My three friends exchanged horrified glances. "She never used her rifle to kill," Sveta replied, which made me jealous. But then she added, "You know how she was killed --- everyone knows. This was the first time she pointed her rifle at anyone. I'm sure it wasn't even loaded."
I feel guilt, rage and grief exploding in my insides. Of course, I was always The Anti's little slave ever since my childhood. I could never stand up to my biggest bully. Even Lix Aphopis, a girl I knew nothing of, had been able to figure out for herself that if the rifle wasn't loaded Michaim would have been too much of a coward to fill it with bullets himself.
"And is there any story she tells differently?" I asked.
"Well," Percie pondered. I knew he was about to say something terrible, because he wasn't speaking up. Then, he muttered, "The day Logar's father died."
"Did your father die because of... this?" I looked at their sheepish expressions. "This is crazy! You're all crazy! Why don't you quit?"
"I've got a question for you," Logar's dark blue eyes looked manic in that moment. "Why did you kill the President?"
I was about to let out a cry of rage, so I just choked back a sob. I pulled at my jeans. "Well... you don't know what The Anti is really capable of..."
"No," Logar stopped me. "We know. This is why we don't quit. The Anti basically killed my father."

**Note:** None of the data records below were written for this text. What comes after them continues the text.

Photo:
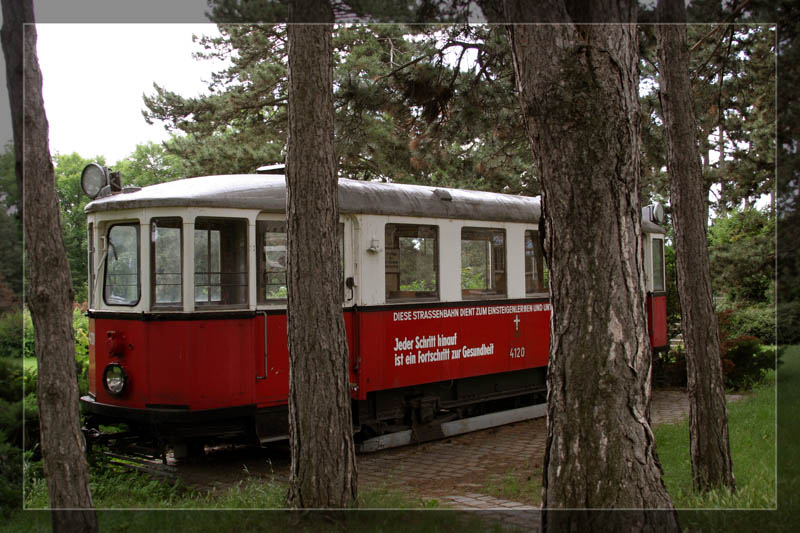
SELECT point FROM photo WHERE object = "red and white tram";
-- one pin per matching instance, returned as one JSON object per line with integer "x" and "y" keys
{"x": 445, "y": 305}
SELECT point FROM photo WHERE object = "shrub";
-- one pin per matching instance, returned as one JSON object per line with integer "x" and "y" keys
{"x": 11, "y": 334}
{"x": 753, "y": 321}
{"x": 789, "y": 323}
{"x": 671, "y": 367}
{"x": 745, "y": 361}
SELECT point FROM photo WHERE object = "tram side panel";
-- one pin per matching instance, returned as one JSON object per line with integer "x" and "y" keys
{"x": 179, "y": 364}
{"x": 407, "y": 347}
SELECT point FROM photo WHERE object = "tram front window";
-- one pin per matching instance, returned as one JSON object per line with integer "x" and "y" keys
{"x": 220, "y": 261}
{"x": 271, "y": 250}
{"x": 411, "y": 261}
{"x": 166, "y": 245}
{"x": 536, "y": 274}
{"x": 483, "y": 265}
{"x": 658, "y": 265}
{"x": 121, "y": 285}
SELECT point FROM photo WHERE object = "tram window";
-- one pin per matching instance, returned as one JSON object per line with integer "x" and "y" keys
{"x": 658, "y": 265}
{"x": 537, "y": 278}
{"x": 166, "y": 261}
{"x": 220, "y": 261}
{"x": 411, "y": 261}
{"x": 271, "y": 249}
{"x": 121, "y": 285}
{"x": 91, "y": 264}
{"x": 483, "y": 264}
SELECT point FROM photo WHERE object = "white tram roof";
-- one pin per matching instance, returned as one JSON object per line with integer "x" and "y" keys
{"x": 267, "y": 192}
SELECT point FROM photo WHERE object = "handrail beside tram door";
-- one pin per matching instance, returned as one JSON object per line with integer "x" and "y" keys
{"x": 266, "y": 371}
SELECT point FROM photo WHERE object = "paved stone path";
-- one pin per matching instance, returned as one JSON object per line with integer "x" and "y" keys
{"x": 435, "y": 470}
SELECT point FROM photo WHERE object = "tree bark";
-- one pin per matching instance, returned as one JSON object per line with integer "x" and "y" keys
{"x": 578, "y": 91}
{"x": 50, "y": 288}
{"x": 323, "y": 467}
{"x": 15, "y": 14}
{"x": 708, "y": 417}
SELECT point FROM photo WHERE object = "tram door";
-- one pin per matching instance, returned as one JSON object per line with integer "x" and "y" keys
{"x": 270, "y": 352}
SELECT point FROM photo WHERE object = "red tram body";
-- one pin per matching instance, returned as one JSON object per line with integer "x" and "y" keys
{"x": 188, "y": 320}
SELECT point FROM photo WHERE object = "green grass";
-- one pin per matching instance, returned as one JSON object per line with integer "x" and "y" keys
{"x": 751, "y": 427}
{"x": 522, "y": 485}
{"x": 254, "y": 505}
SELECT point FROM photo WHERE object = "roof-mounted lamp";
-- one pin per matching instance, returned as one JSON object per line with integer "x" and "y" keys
{"x": 98, "y": 181}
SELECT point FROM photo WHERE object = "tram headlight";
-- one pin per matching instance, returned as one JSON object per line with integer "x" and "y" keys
{"x": 93, "y": 178}
{"x": 114, "y": 379}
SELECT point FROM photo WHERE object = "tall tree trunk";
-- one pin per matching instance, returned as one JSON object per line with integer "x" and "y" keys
{"x": 578, "y": 91}
{"x": 323, "y": 468}
{"x": 50, "y": 290}
{"x": 708, "y": 416}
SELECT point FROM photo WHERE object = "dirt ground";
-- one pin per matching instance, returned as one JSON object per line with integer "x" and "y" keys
{"x": 453, "y": 466}
{"x": 440, "y": 469}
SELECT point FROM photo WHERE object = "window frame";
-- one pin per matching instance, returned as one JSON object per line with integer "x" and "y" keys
{"x": 261, "y": 262}
{"x": 485, "y": 294}
{"x": 211, "y": 221}
{"x": 153, "y": 274}
{"x": 537, "y": 260}
{"x": 662, "y": 266}
{"x": 106, "y": 262}
{"x": 407, "y": 296}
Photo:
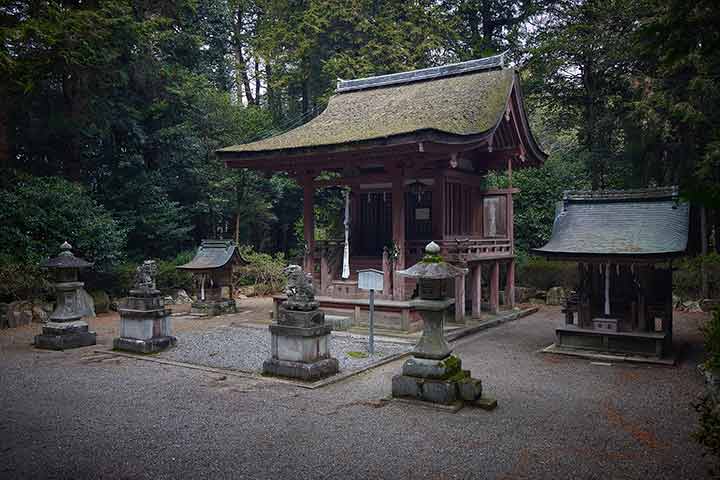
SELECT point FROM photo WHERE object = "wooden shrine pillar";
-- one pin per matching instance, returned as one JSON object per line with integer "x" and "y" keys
{"x": 476, "y": 290}
{"x": 510, "y": 283}
{"x": 398, "y": 227}
{"x": 309, "y": 223}
{"x": 438, "y": 207}
{"x": 495, "y": 287}
{"x": 460, "y": 299}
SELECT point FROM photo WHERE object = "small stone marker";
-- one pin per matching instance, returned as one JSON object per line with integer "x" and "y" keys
{"x": 145, "y": 325}
{"x": 300, "y": 339}
{"x": 65, "y": 328}
{"x": 372, "y": 280}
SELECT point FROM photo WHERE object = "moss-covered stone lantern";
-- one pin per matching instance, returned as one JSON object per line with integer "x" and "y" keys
{"x": 65, "y": 328}
{"x": 433, "y": 374}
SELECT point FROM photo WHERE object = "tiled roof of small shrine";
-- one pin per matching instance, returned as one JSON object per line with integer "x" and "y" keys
{"x": 459, "y": 100}
{"x": 632, "y": 223}
{"x": 211, "y": 254}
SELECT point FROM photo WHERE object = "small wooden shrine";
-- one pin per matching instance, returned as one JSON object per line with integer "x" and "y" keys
{"x": 412, "y": 149}
{"x": 212, "y": 270}
{"x": 623, "y": 243}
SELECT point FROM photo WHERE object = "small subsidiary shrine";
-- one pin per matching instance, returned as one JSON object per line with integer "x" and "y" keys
{"x": 212, "y": 270}
{"x": 624, "y": 243}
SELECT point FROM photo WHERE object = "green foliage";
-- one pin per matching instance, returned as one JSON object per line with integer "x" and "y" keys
{"x": 40, "y": 213}
{"x": 708, "y": 432}
{"x": 263, "y": 271}
{"x": 687, "y": 275}
{"x": 20, "y": 280}
{"x": 169, "y": 277}
{"x": 544, "y": 274}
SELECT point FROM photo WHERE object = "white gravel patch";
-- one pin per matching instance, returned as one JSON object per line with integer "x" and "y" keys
{"x": 246, "y": 348}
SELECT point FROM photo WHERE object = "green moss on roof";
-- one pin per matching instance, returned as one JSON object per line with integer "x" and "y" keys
{"x": 467, "y": 104}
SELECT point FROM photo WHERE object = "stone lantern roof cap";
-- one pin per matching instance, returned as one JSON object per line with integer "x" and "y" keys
{"x": 432, "y": 266}
{"x": 66, "y": 259}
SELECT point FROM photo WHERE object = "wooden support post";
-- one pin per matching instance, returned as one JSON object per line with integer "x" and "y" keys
{"x": 438, "y": 208}
{"x": 387, "y": 274}
{"x": 495, "y": 288}
{"x": 460, "y": 299}
{"x": 324, "y": 272}
{"x": 309, "y": 223}
{"x": 476, "y": 290}
{"x": 398, "y": 225}
{"x": 510, "y": 284}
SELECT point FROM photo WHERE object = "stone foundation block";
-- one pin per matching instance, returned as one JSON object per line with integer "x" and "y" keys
{"x": 486, "y": 403}
{"x": 301, "y": 371}
{"x": 470, "y": 389}
{"x": 404, "y": 386}
{"x": 438, "y": 391}
{"x": 151, "y": 345}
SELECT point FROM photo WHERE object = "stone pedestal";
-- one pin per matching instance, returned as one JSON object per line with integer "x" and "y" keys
{"x": 144, "y": 323}
{"x": 65, "y": 329}
{"x": 300, "y": 344}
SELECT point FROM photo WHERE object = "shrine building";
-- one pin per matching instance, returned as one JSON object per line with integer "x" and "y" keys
{"x": 413, "y": 150}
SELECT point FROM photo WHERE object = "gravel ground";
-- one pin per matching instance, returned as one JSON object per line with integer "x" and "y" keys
{"x": 245, "y": 348}
{"x": 80, "y": 415}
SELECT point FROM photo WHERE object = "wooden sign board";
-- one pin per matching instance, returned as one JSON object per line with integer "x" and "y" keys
{"x": 370, "y": 279}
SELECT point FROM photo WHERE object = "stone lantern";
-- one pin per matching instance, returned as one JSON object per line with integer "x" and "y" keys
{"x": 65, "y": 327}
{"x": 433, "y": 374}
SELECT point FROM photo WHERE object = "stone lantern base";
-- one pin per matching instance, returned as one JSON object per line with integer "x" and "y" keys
{"x": 300, "y": 346}
{"x": 439, "y": 381}
{"x": 145, "y": 325}
{"x": 65, "y": 335}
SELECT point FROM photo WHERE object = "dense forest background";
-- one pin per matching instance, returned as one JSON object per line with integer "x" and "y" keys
{"x": 111, "y": 110}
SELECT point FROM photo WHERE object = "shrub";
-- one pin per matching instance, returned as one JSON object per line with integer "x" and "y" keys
{"x": 711, "y": 335}
{"x": 40, "y": 213}
{"x": 21, "y": 280}
{"x": 263, "y": 271}
{"x": 544, "y": 274}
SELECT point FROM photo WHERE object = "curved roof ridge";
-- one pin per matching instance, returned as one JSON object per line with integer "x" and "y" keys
{"x": 479, "y": 64}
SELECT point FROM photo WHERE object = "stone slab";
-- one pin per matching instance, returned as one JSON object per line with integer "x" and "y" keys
{"x": 65, "y": 342}
{"x": 292, "y": 331}
{"x": 427, "y": 368}
{"x": 470, "y": 389}
{"x": 486, "y": 403}
{"x": 299, "y": 370}
{"x": 300, "y": 318}
{"x": 65, "y": 328}
{"x": 152, "y": 345}
{"x": 338, "y": 322}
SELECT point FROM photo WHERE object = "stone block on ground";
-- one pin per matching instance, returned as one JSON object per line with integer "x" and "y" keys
{"x": 710, "y": 304}
{"x": 486, "y": 403}
{"x": 85, "y": 304}
{"x": 470, "y": 389}
{"x": 338, "y": 322}
{"x": 101, "y": 301}
{"x": 404, "y": 386}
{"x": 439, "y": 391}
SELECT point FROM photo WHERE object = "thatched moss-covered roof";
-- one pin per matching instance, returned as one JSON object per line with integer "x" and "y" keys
{"x": 465, "y": 104}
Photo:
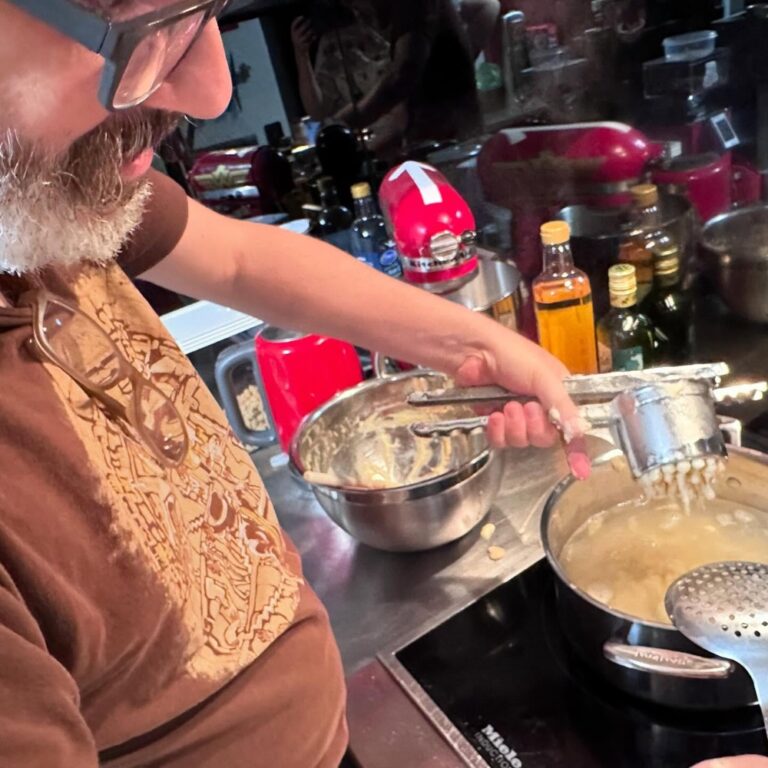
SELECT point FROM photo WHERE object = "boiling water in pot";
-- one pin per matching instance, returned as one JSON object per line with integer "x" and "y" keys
{"x": 628, "y": 555}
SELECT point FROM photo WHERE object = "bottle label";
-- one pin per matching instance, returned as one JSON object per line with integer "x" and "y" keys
{"x": 630, "y": 359}
{"x": 604, "y": 358}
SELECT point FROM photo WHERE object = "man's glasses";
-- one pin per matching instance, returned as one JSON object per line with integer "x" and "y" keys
{"x": 69, "y": 339}
{"x": 140, "y": 53}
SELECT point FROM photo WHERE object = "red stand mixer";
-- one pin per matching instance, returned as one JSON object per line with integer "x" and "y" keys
{"x": 432, "y": 225}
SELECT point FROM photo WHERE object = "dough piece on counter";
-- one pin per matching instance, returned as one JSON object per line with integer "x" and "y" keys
{"x": 487, "y": 531}
{"x": 496, "y": 553}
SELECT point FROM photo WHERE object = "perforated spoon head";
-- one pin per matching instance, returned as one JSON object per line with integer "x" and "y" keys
{"x": 723, "y": 607}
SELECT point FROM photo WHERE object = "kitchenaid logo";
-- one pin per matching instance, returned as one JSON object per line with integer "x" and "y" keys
{"x": 499, "y": 753}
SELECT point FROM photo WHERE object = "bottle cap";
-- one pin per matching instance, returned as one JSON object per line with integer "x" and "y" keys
{"x": 666, "y": 260}
{"x": 326, "y": 184}
{"x": 645, "y": 195}
{"x": 622, "y": 279}
{"x": 361, "y": 190}
{"x": 555, "y": 233}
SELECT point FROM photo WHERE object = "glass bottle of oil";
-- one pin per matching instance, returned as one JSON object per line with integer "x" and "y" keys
{"x": 624, "y": 336}
{"x": 668, "y": 307}
{"x": 563, "y": 303}
{"x": 648, "y": 235}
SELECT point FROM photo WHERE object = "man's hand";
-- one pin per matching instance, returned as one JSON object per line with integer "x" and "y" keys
{"x": 303, "y": 36}
{"x": 534, "y": 372}
{"x": 745, "y": 761}
{"x": 294, "y": 281}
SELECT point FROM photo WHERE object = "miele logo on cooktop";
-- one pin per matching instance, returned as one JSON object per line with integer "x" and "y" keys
{"x": 496, "y": 749}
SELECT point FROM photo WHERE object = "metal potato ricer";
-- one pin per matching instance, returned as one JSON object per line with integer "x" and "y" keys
{"x": 657, "y": 417}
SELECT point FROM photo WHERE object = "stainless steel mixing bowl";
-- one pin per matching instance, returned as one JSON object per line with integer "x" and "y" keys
{"x": 734, "y": 255}
{"x": 413, "y": 517}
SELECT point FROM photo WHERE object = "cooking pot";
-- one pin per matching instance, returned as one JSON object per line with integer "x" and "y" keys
{"x": 734, "y": 255}
{"x": 647, "y": 659}
{"x": 598, "y": 233}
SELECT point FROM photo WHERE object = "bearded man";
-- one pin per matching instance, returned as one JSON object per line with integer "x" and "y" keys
{"x": 152, "y": 613}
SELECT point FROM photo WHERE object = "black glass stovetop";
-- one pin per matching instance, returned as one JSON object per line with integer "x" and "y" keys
{"x": 503, "y": 674}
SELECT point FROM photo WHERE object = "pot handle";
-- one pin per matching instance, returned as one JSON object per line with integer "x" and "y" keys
{"x": 661, "y": 661}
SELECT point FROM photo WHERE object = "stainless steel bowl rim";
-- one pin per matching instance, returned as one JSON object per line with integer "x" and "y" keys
{"x": 726, "y": 254}
{"x": 390, "y": 495}
{"x": 403, "y": 493}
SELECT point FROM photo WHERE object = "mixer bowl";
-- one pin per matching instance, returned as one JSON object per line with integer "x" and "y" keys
{"x": 734, "y": 255}
{"x": 413, "y": 517}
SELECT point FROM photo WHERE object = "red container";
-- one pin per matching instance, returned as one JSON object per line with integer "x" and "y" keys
{"x": 300, "y": 372}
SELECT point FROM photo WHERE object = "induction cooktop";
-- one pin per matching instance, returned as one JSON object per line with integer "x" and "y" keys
{"x": 500, "y": 682}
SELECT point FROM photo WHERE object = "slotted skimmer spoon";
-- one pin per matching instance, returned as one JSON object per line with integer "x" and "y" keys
{"x": 723, "y": 607}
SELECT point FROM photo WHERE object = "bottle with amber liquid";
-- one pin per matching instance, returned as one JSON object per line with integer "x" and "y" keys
{"x": 648, "y": 236}
{"x": 563, "y": 303}
{"x": 624, "y": 336}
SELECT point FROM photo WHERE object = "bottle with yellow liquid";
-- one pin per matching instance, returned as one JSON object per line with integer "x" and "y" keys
{"x": 649, "y": 235}
{"x": 563, "y": 303}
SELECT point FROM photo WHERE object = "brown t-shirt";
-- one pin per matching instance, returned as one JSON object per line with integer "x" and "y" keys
{"x": 148, "y": 616}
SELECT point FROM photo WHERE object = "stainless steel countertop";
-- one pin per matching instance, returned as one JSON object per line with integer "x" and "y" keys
{"x": 379, "y": 600}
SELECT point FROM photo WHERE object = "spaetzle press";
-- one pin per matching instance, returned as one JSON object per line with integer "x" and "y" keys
{"x": 659, "y": 417}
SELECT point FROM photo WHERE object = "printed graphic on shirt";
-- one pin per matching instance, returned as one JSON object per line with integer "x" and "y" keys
{"x": 207, "y": 530}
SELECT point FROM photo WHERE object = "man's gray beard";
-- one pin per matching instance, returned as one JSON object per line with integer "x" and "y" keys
{"x": 61, "y": 211}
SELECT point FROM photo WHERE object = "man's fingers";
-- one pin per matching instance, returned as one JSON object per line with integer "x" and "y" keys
{"x": 541, "y": 433}
{"x": 496, "y": 430}
{"x": 515, "y": 429}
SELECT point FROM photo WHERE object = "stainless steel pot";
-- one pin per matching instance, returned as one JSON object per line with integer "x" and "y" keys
{"x": 650, "y": 660}
{"x": 413, "y": 517}
{"x": 734, "y": 255}
{"x": 598, "y": 233}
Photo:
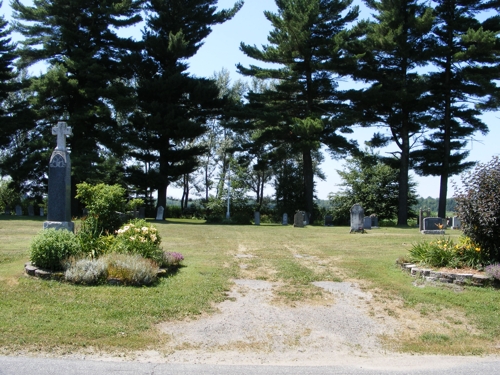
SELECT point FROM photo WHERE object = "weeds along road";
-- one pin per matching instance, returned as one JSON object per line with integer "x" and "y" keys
{"x": 359, "y": 366}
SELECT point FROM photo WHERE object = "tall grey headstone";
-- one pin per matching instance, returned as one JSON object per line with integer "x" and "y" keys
{"x": 357, "y": 218}
{"x": 298, "y": 219}
{"x": 59, "y": 197}
{"x": 159, "y": 213}
{"x": 367, "y": 222}
{"x": 256, "y": 217}
{"x": 285, "y": 219}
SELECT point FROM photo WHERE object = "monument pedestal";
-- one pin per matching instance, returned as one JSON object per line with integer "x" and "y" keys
{"x": 59, "y": 197}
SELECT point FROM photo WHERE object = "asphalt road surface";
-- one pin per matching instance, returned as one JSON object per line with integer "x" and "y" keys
{"x": 414, "y": 365}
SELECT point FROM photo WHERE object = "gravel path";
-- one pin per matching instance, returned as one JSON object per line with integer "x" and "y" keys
{"x": 249, "y": 329}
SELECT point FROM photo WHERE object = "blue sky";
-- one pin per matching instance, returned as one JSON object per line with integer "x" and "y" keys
{"x": 221, "y": 50}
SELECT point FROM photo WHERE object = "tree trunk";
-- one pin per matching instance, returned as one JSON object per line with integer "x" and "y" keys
{"x": 308, "y": 182}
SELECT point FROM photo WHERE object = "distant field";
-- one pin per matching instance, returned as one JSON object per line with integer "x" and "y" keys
{"x": 48, "y": 315}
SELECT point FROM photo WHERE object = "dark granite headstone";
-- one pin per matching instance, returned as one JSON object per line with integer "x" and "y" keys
{"x": 328, "y": 221}
{"x": 298, "y": 219}
{"x": 256, "y": 218}
{"x": 59, "y": 197}
{"x": 367, "y": 222}
{"x": 357, "y": 218}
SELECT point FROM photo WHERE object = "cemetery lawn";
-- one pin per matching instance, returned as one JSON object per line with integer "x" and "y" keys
{"x": 56, "y": 317}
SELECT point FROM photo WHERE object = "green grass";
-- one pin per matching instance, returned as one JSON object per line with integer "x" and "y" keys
{"x": 36, "y": 314}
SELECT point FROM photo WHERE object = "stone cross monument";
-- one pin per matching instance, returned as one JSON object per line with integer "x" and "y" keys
{"x": 59, "y": 199}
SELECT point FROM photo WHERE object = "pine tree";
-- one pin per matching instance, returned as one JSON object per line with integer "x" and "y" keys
{"x": 84, "y": 83}
{"x": 396, "y": 45}
{"x": 466, "y": 55}
{"x": 172, "y": 106}
{"x": 304, "y": 109}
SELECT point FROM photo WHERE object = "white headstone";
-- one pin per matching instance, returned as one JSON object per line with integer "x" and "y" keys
{"x": 256, "y": 216}
{"x": 159, "y": 213}
{"x": 285, "y": 219}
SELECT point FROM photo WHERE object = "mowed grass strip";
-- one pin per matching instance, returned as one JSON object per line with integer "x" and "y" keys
{"x": 36, "y": 314}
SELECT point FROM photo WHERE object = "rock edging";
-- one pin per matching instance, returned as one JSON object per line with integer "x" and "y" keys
{"x": 456, "y": 278}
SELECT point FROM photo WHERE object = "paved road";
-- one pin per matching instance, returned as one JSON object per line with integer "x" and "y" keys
{"x": 414, "y": 365}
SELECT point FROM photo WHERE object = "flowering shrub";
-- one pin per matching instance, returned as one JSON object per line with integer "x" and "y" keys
{"x": 493, "y": 270}
{"x": 445, "y": 253}
{"x": 86, "y": 271}
{"x": 171, "y": 259}
{"x": 139, "y": 237}
{"x": 131, "y": 269}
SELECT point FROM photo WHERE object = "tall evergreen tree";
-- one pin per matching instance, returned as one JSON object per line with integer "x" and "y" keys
{"x": 466, "y": 55}
{"x": 172, "y": 106}
{"x": 395, "y": 46}
{"x": 84, "y": 82}
{"x": 304, "y": 109}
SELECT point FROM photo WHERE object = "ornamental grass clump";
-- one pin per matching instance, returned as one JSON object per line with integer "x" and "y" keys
{"x": 138, "y": 237}
{"x": 445, "y": 253}
{"x": 50, "y": 247}
{"x": 86, "y": 271}
{"x": 131, "y": 269}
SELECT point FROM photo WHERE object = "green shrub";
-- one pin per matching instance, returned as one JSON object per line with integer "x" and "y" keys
{"x": 86, "y": 271}
{"x": 445, "y": 253}
{"x": 131, "y": 269}
{"x": 50, "y": 247}
{"x": 138, "y": 237}
{"x": 478, "y": 206}
{"x": 104, "y": 204}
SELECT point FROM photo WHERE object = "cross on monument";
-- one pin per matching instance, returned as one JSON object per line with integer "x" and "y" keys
{"x": 61, "y": 130}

"I understand. Percie is protecting his parents the way I am protecting my mother. But with no mother, no father and no friends, why are you and Sveta still here?"
"Because I don't want to go back to the Dormitory," Sveta replied sincerely.
"How about you, Logar?"
To my surprise, he laughed. It was a very anxious laughter that reminded me of the Joker. It didn't have anything to do with fun.
"Because he took everything away from me, Dioretsa. Where else would I go?"
That was the moment I realized how badly The Anti had manipulated them, but Logar Iris especially. They really believed themselves to be the Diplomatic, the Grenade and the Messiah. They didn't know what else they were going to be, out in the world. And whatever their mission was --- mayhem, or murder, they seemed convinced that it was the only thing they had left.
"How does she tell it?" Logar asked Percie. "The way my father goes."
From the way Logar moved and acted as if the world was out to get him, I understood his childhood must have been bad. I figured his father might have been to blame. Still, Logar was fiercefully loyal when it came to him. Say whatever you want about him, but he really loved his family.
"She says that it's our fault," Percie whispered. "That we enraged people that day, and The Anti was not to blame. That it was us who threatened the audience, saying they had to show up to the place of work of Toutatis. That we could meet people there and take them in a fight, if fighting us was what they desired."
"She says," Percie added. "That we didn't think of the civilians because we were too caught up in our own ideals."
"Well, fuck," Logar Iris commented.
"I know."
In that moment, the door opened and The Anti entered.
I never felt any kind of empathy towards his feelings, but he looked wrecked.
"Guys," he said, almost laughing. "This is fake."
"What?" Logar tapped a finger on the cover of the autobiography. "The book?"
"No," The Anti gesticulated to the air around him. "This whole world is fake. It's fake. Say goodbye to reality."